The government will give its first test in the economy
No matter who wins the presidential election in the second round, the new government’s main agenda will be the economy. All the problems that have long been swept under the rug will now inevitably be brought to the table. Although the policies implemented by the Central Bank, which have upset the money markets in particular, have temporarily limited the rise of currencies, it is poised to leave behind a major shipwreck.
The additional charge imposed on the Treasury for Currency Protected Deposits (KKM), which was designed to prevent the next exchange rate shock on December 21, 2022, reached 92.5 billion lira. It is estimated that the obligation to pay this amount is also met by the Central Bank. Despite the exchange rate protection, which was put in place to create a temporary buffer, a new currency crisis is waiting at the door.
The new government will probably give its first test in the money markets. As of Monday morning, the steps to follow in the face of a possible exchange shock will also give clues as to how economic policies will be configured. High inflation, unemployment, and income inequality are not only pressing issues, but are also among the issues that are frequently mentioned in polling places and promised to citizens.
The stagnation in the investment environment after the pandemic, the high inflation that has continued for the last year and a half, and the earthquake in 11 cities caused serious damage to the economy and an urgent solution is needed. Here are the main problems of the economy that have turned into gangrene.
ILLEGAL INCOME
While growing domestic consumption, which has brought with it the demands of those who want to protect themselves from inflation with the New Economic Model, supports growth, it is necessary to take serious measures to sustain economic growth. The large drop in exports in April will be reflected in the export figures if no action is taken.
Income distribution will be the main problem. According to TUIK data, while the growing labor force share was 36.3 percent in 2016, this rate decreased to 26.5 percent by the end of 2022. In the same period, the capital share increased from 47.5 percent to 54.5 percent. Furthermore, all economic indicators point to the fact that while Turkey’s richest 5 percent are gaining more and more wealth, the group known as the middle class has been rapidly impoverishing since 2021.
The additional budget is inevitable
The central government budget recorded a deficit of TL 132.5 billion in April and TL 382.5 billion in the first 4 months. It is stated that it is not possible for the government to end the year without making an additional budget. In the January-April period, budget revenue increased 38.6 percent compared to the same period a year earlier, reaching 1 trillion 62.701 million lira. Budget expenditures increased 83.9 percent in the same period, reaching 1 trillion 445.197 million lira. Economists say an additional budget of 1.5 trillion lira may be necessary.
The real unemployed reach 8.3 million
The unemployment rate in Türkiye is around 10 percent. The broad definition of unemployment, which many authorities show as the “real rate of unemployment” and includes those who have given up looking for work, is at a very high level at 21.8 percent. In other words, one in five people who can work in Turkey is unemployed. According to DİSK data, the actual number of unemployed in Turkey reaches 8.3 million.

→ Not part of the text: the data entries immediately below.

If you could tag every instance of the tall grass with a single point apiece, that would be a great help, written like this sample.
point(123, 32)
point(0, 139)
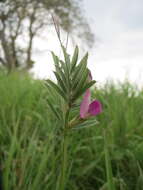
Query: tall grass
point(29, 139)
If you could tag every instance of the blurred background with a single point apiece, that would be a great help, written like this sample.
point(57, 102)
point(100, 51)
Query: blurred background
point(112, 32)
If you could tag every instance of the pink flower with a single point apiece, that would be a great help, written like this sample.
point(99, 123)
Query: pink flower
point(88, 108)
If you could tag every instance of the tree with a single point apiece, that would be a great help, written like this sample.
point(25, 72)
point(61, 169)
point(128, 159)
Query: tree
point(27, 18)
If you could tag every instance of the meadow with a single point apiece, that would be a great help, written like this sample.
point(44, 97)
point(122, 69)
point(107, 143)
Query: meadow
point(29, 139)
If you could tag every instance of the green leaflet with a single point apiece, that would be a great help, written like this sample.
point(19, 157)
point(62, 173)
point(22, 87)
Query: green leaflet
point(54, 110)
point(80, 69)
point(60, 81)
point(58, 89)
point(74, 59)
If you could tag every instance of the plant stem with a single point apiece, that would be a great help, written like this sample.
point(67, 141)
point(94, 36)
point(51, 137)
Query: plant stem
point(64, 162)
point(109, 173)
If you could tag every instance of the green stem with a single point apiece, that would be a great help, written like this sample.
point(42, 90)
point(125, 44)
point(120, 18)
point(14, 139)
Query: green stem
point(64, 162)
point(109, 173)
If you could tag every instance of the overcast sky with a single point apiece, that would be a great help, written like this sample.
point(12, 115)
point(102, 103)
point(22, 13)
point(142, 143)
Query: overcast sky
point(118, 51)
point(118, 28)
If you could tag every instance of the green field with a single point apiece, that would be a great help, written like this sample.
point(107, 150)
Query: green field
point(30, 154)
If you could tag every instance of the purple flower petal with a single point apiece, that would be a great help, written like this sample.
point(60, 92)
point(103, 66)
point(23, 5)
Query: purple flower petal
point(95, 108)
point(90, 75)
point(85, 104)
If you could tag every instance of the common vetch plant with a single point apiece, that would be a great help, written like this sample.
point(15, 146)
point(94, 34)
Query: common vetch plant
point(72, 112)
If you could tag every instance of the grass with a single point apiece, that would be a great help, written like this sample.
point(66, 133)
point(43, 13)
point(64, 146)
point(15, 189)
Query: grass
point(29, 141)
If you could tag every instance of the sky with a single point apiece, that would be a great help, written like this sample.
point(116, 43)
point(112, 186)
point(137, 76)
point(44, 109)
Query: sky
point(118, 50)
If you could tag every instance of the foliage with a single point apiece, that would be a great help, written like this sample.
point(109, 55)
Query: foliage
point(30, 154)
point(23, 20)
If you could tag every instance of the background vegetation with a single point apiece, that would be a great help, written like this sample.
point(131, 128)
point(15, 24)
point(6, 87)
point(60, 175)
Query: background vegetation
point(29, 151)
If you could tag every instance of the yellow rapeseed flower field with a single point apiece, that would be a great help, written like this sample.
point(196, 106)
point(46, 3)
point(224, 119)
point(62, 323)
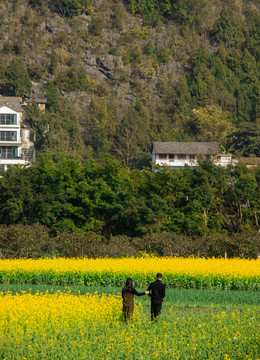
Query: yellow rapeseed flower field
point(178, 272)
point(65, 326)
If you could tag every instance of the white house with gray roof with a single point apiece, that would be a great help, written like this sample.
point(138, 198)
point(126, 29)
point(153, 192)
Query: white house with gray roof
point(16, 147)
point(178, 154)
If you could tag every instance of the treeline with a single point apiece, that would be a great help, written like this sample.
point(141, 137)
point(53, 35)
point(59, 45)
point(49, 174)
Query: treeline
point(101, 201)
point(34, 241)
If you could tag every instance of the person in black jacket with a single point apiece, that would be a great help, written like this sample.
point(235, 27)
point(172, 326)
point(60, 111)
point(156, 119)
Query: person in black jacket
point(157, 293)
point(128, 293)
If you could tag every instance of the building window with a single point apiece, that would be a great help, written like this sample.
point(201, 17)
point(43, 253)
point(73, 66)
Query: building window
point(181, 156)
point(8, 119)
point(8, 136)
point(8, 152)
point(162, 156)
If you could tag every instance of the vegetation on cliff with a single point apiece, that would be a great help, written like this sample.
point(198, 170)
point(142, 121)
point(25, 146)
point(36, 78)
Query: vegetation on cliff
point(126, 73)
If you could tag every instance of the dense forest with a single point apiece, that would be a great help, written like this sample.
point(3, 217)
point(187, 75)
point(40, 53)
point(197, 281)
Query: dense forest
point(62, 197)
point(119, 74)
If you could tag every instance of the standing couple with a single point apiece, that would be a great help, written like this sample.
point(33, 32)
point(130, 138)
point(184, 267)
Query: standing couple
point(156, 291)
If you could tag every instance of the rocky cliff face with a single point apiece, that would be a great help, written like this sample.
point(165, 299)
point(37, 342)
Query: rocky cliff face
point(104, 61)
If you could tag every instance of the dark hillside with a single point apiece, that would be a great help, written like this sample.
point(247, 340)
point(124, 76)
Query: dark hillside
point(121, 74)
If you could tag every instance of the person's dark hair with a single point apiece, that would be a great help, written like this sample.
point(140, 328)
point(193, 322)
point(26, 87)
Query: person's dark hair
point(128, 284)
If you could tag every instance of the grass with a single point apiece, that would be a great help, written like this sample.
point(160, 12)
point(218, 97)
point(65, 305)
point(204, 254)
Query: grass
point(194, 324)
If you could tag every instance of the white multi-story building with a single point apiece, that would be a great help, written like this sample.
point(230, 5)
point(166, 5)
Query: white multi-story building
point(15, 145)
point(178, 154)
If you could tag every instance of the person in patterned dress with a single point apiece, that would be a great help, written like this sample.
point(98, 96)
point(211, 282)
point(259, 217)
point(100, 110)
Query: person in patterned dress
point(128, 293)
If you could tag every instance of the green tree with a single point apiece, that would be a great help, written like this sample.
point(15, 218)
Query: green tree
point(230, 28)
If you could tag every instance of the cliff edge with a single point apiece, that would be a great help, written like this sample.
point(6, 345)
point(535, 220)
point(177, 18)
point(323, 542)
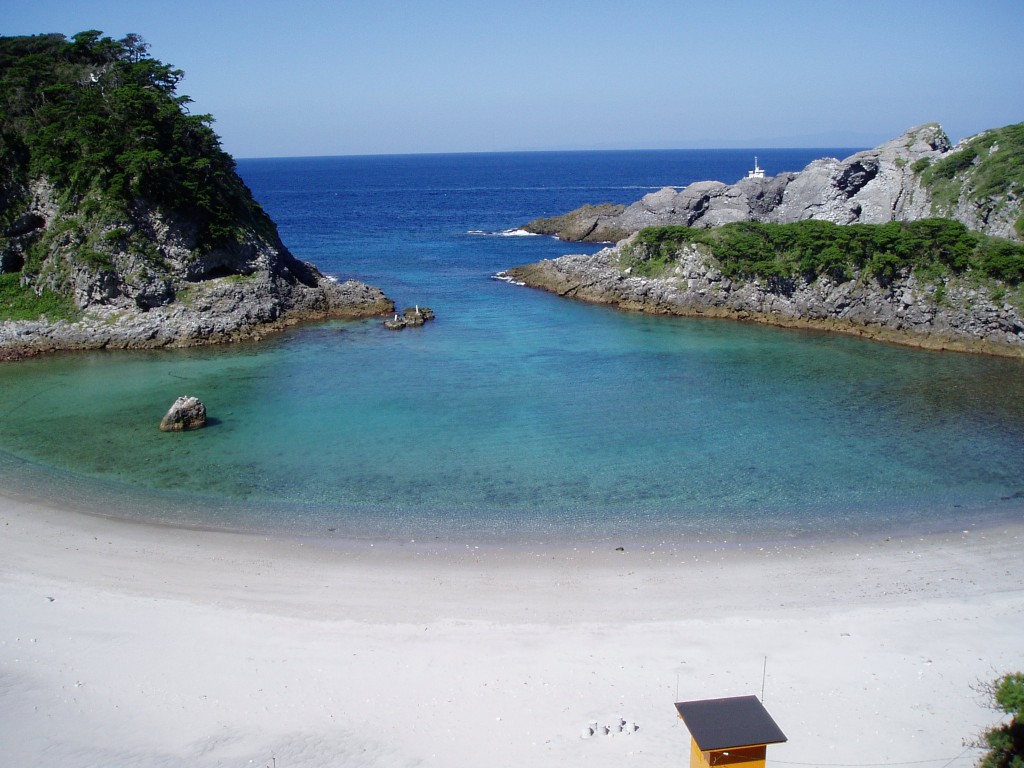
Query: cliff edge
point(122, 221)
point(919, 174)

Peak lending and deposit rates
With the interest rate cuts made by the Central Bank since September 2021, the policy rate decreased to 8.5 percent. However, as Treasury and Finance Minister Nureddin Nebati put it, the policy rate has become insignificant. While interest rates on banks’ TL deposits were 40 percent, average interest rates on consumer loans hit 39.28 percent in the week ending May 19, hitting a 20-year high. Access to credit was also a major problem.
inflation cap
The fact that Turkey became the leader in inflation among European countries, exceeding 85 percent last year, arose as a result of the monetary policies followed. Among the G-20 countries, Turkey became the country with the highest inflation after Argentina. In addition, although inflation decreased to 43.6 percent according to official data, annual consumer inflation remains at the level of 105 percent, according to ENAG, which makes an alternative calculation of inflation. Inflation is expected to close the year above 40 percent. The increase in producer prices, on the other hand, rose to 157 percent.
Current account deficit exceeds 54,000 million dollars
The “high exchange rate-low interest rate” model led to record current account deficits and foreign trade deficits. According to the latest data announced by the CBRT, in the first quarter of 2023 the current account broke a record with a deficit of 23.6 billion dollars. The 12-month current account deficit was $54.2 billion.
LOSS IN EXPORT
Exports fell 17 percent in April, experiencing their first sharp drop since the pandemic. Thus, the foreign trade deficit increased 44 percent in the last year, reaching $120.4 billion as of April 2023, breaking a new record.
Source: Sozcu

Andrew Dwight is an author and economy journalist who writes for 24 News Globe. He has a deep understanding of financial markets and a passion for analyzing economic trends and news. With a talent for breaking down complex economic concepts into easily understandable terms, Andrew has become a respected voice in the field of economics journalism.